JOL Press : Pourquoi avoir choisi précisément ces cinq révoltes-là ?
 

Cédric Tourbe : C’était un processus fastidieux : j’en ai d’abord sélectionné une quinzaine. Ensuite, la sélection s’est faite sur plusieurs facteurs. D’abord, sur l’affinité : il y a des évènements qui m’intéressaient plus que d’autres, comme le Printemps de Pékin en 1989 par exemple. La révolte Solidarność en Pologne est un évènement que j’ai découvert, je ne soupçonnais pas qu’elle ait eu autant d’impact. Mai 68 s’est imposé à nous parce que l’on travaille pour un diffuseur français, donc elle a un peu servi de révolte étalon.

Ensuite, nous avons choisi des périodes différentes, des pays qui n’ont rien à voir les uns avec les autres, et des événements qui a priori n’ont pas grand-chose en commun. Nous voulions partir de cette diversité pour essayer de mettre à jour le plus de dénominateurs communs. Il y a enfin eu un troisième facteur : l’accès aux témoins et aux archives. Quand on est plus ou moins « riche » sur ces deux points, on a tendance à privilégier un événement plutôt qu’un autre.

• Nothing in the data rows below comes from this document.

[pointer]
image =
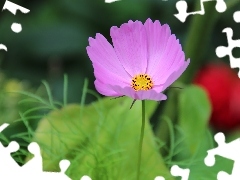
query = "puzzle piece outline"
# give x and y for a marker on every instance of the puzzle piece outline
(182, 6)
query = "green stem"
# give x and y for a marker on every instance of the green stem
(141, 140)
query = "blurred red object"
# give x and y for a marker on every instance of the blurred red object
(223, 87)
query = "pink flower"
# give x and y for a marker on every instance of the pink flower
(144, 60)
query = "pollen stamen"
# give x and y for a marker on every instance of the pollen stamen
(142, 82)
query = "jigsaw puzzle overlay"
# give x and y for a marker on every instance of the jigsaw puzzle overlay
(182, 9)
(222, 51)
(9, 168)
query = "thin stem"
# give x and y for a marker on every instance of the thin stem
(141, 140)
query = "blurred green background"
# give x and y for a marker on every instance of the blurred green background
(54, 39)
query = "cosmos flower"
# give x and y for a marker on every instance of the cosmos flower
(144, 60)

JOL Press : À quel moment naît la révolte ?
 

Cédric Tourbe : La révolte naît à partir du moment où il y a un mouvement collectif de refus. C’est un mouvement épidermique, qui n’est pas prémédité, et qui n’est pas forcément très impressionnant au début. Cela peut être une grève, une émeute, une manifestation pacifique… C’est un mouvement de refus, de défi, de colère. Ce mouvement collectif, s’il est couronné de succès, va pouvoir entraîner d’autres personnes. Des révoltes, il y en a tout le temps, mais la plupart ne débouchent pas sur une chute de régime. L’histoire est pleine de révoltes oubliées.

JOL Press : Une révolte est-elle forcément longue ou peut-elle « mourir dans l’œuf » ?

Cédric Tourbe : Bien sûr, une révolte peut mourir tout de suite. Prenez la période Ben Ali en Tunisie. Des révoltes, il y en a eu souvent. Six mois avant que Mohamed Bouazizi ne s’immole par le feu à Sidi Bouzid en 2010, une autre personne s’était immolée à Monastir, et cela n’avait pas du tout eu les mêmes répercussions. Il y a eu un mouvement de protestation qui s’est vite arrêté. La plupart du temps, le régime répond de manière routinière à la révolte : par la répression, par l’indemnisation… Et la plupart du temps, ça suffit à l’arrêter. Dans le cas de Mohamed Bouazizi, Ben Ali avait indemnisé sa famille mais cela n’a pas suffi. Le problème se pose à partir de ce moment-là, quand les réponses habituelles, routinières du pouvoir, ne suffisent pas à réduire la mobilisation.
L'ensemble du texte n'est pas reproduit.